Department of Labor regulations issued under the Fair Labor Standards Act (29 C.F.R. § 785.18) state that any break time less than 20 minutes for nonexempt employees is considered compensable working time. Earlier this month, the Third Circuit Court of Appeals granted summary judgment to DOL in a case challenging an employer’s claim that this rule did not apply to its flexible time policy.

In Secretary USDOL v. Amer. Future Systems, Inc., the employer eliminated its traditional policy of providing two daily paid breaks. Instead, the employer implemented a policy that allowed employees to take as many breaks as they wished during the working day. Employees were required to log out of the employer’s computer system when not working. Any time spent logged out more than 90 seconds was not considered compensable working time. DOL sued on behalf of employees who contended that the policy violated the FLSA regulation on short break times. The district court agreed, granting summary judgment to DOL.

On appeal, the employer argued that the 20-minute break rule does not apply to the employer’s flexible time policy. By eliminating breaks and providing employees with control over their working schedule, the time taken away from work was not actually break time. The defendant contended that it should be allowed to demonstrate that employees took time off for a number of purposes, many of which did not benefit the employer.

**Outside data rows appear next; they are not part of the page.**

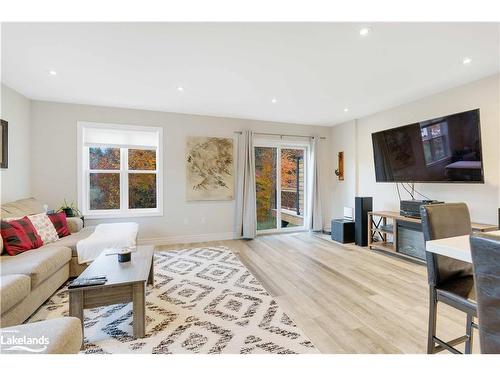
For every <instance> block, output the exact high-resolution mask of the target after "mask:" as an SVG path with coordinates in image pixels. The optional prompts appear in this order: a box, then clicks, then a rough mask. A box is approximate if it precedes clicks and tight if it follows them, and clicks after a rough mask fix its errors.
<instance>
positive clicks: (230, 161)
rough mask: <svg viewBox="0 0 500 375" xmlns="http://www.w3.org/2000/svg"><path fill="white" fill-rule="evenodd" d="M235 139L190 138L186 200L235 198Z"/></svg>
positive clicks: (214, 138)
mask: <svg viewBox="0 0 500 375" xmlns="http://www.w3.org/2000/svg"><path fill="white" fill-rule="evenodd" d="M233 159H234V158H233V139H232V138H217V137H188V139H187V149H186V199H187V200H188V201H203V200H232V199H234V173H233V170H234V161H233Z"/></svg>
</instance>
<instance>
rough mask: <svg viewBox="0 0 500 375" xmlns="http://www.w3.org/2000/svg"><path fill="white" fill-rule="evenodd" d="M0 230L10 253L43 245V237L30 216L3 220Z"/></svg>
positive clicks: (23, 250) (12, 253) (7, 252)
mask: <svg viewBox="0 0 500 375" xmlns="http://www.w3.org/2000/svg"><path fill="white" fill-rule="evenodd" d="M0 231H1V233H2V240H3V245H4V247H5V251H6V252H7V254H9V255H17V254H20V253H22V252H25V251H27V250H31V249H36V248H38V247H40V246H42V245H43V241H42V239H41V238H40V236H39V235H38V233H37V232H36V230H35V227H34V226H33V224H32V223H31V221H30V220H29V219H28V217H23V218H22V219H18V220H11V221H5V220H2V221H1V224H0Z"/></svg>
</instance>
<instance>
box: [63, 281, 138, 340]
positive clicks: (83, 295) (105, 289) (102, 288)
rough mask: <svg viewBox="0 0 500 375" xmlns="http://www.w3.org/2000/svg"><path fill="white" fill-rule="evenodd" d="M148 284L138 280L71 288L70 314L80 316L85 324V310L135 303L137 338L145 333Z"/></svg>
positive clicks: (69, 302) (81, 318)
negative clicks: (146, 305) (136, 281)
mask: <svg viewBox="0 0 500 375" xmlns="http://www.w3.org/2000/svg"><path fill="white" fill-rule="evenodd" d="M145 296H146V284H145V283H144V282H136V283H130V284H124V285H113V286H109V287H105V285H104V286H102V287H95V288H78V289H70V293H69V299H70V302H69V315H70V316H74V317H76V318H79V319H80V321H81V322H82V325H83V318H84V316H83V310H84V309H93V308H96V307H101V306H109V305H116V304H119V303H129V302H132V303H133V333H134V337H135V338H142V337H144V335H145V327H146V300H145Z"/></svg>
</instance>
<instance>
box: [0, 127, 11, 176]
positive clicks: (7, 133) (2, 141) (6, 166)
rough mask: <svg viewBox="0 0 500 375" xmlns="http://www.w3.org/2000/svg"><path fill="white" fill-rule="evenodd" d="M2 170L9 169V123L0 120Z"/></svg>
mask: <svg viewBox="0 0 500 375" xmlns="http://www.w3.org/2000/svg"><path fill="white" fill-rule="evenodd" d="M0 122H1V129H0V168H8V167H9V123H8V122H7V121H4V120H0Z"/></svg>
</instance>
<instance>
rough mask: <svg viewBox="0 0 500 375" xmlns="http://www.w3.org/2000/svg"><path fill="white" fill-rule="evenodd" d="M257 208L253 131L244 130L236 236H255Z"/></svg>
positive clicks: (242, 144)
mask: <svg viewBox="0 0 500 375" xmlns="http://www.w3.org/2000/svg"><path fill="white" fill-rule="evenodd" d="M256 209H257V207H256V201H255V151H254V148H253V132H251V131H249V130H244V131H242V133H241V134H240V135H239V137H238V163H237V181H236V228H235V238H247V239H252V238H255V236H256V233H257V217H256Z"/></svg>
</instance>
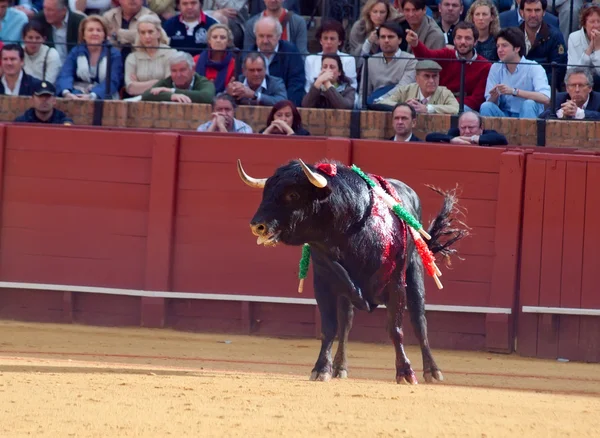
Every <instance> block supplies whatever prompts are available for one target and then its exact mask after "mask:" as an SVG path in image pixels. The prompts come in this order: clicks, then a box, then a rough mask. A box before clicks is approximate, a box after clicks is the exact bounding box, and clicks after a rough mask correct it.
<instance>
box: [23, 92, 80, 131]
mask: <svg viewBox="0 0 600 438" xmlns="http://www.w3.org/2000/svg"><path fill="white" fill-rule="evenodd" d="M55 94H56V88H55V87H54V85H52V83H50V82H46V81H44V82H39V84H38V85H37V86H36V87H35V89H34V90H33V96H32V98H31V99H32V101H33V106H32V107H31V108H29V109H28V110H27V111H25V114H23V115H21V116H19V117H17V118H16V119H15V122H23V123H46V124H52V125H72V124H73V120H71V119H70V118H69V117H67V115H66V114H65V113H63V112H62V111H60V110H57V109H56V108H54V105H55V104H56V97H55Z"/></svg>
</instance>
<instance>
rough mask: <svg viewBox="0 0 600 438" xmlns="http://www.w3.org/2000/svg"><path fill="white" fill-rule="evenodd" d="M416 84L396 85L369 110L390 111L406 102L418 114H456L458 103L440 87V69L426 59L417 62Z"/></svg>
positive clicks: (370, 107) (451, 92) (453, 97)
mask: <svg viewBox="0 0 600 438" xmlns="http://www.w3.org/2000/svg"><path fill="white" fill-rule="evenodd" d="M416 70H417V74H416V84H409V85H397V86H395V87H394V88H392V89H391V90H390V91H388V92H387V93H386V94H384V95H383V96H381V97H380V98H379V99H377V100H375V101H374V104H373V105H370V106H369V108H370V109H375V110H384V111H390V110H391V109H392V108H394V106H395V105H396V104H398V103H401V102H406V103H407V104H409V105H410V106H411V107H413V108H414V109H415V111H416V112H417V113H419V114H457V113H458V101H457V100H456V98H455V97H454V94H452V92H451V91H450V90H448V89H447V88H446V87H441V86H440V71H441V70H442V67H441V66H440V65H439V64H438V63H437V62H435V61H432V60H429V59H426V60H423V61H419V62H417V66H416Z"/></svg>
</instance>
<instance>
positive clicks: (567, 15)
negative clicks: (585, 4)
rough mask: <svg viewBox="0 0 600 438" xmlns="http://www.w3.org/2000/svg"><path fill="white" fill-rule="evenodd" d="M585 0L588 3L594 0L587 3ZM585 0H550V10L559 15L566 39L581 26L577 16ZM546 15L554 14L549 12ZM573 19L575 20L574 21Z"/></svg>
mask: <svg viewBox="0 0 600 438" xmlns="http://www.w3.org/2000/svg"><path fill="white" fill-rule="evenodd" d="M585 1H586V5H590V4H591V3H592V2H593V1H592V2H590V3H587V1H588V0H585ZM583 2H584V0H550V1H549V2H548V11H551V12H553V13H554V15H555V16H556V15H558V27H559V28H560V33H561V34H562V36H563V40H565V41H567V40H568V39H569V34H570V33H571V32H573V31H575V30H577V29H578V27H579V26H578V23H577V17H579V12H580V11H581V7H582V5H583ZM593 3H596V2H593ZM546 15H552V14H550V13H548V14H546ZM571 17H572V18H571ZM571 20H573V21H572V23H571Z"/></svg>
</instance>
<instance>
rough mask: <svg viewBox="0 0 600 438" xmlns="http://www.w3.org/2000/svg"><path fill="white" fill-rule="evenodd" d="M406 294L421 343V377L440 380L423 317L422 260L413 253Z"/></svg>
mask: <svg viewBox="0 0 600 438" xmlns="http://www.w3.org/2000/svg"><path fill="white" fill-rule="evenodd" d="M406 295H407V304H408V311H409V313H410V320H411V322H412V325H413V327H414V330H415V335H416V336H417V339H418V340H419V344H420V345H421V354H422V355H423V377H424V378H425V381H426V382H428V383H431V382H432V381H433V379H435V380H439V381H442V380H444V376H443V375H442V371H441V370H440V369H439V368H438V366H437V364H436V363H435V360H434V359H433V355H432V354H431V348H430V347H429V339H428V338H427V319H426V318H425V284H424V281H423V262H422V261H421V258H420V257H419V256H418V255H417V253H416V251H415V252H414V253H413V256H412V260H410V262H409V264H408V267H407V269H406Z"/></svg>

The Third Circuit rejected these arguments, affirming summary judgment and in fact imposing liquidated damages against the employer. The court refused to accept the employer’s distinction between traditional break time and its flex time policy. This alternative would allow employers to escape paying employees for short breaks by merely calling the breaks by a different name. The Third Circuit also rejected as burdensome and unworkable the defendant’s call for the compensation of short periods of time off to be determined by whether the breaks benefit the employer or employee.

The FLSA was adopted in the 1930s, and the key time-worked regulations have been in place since the 1950s. At that point, no one had heard of flexible time arrangements. As with compensatory time and other innovative scheduling plans, employers’ attempts to modernize the working day can run afoul of inflexible federal rules that determine compensable working time.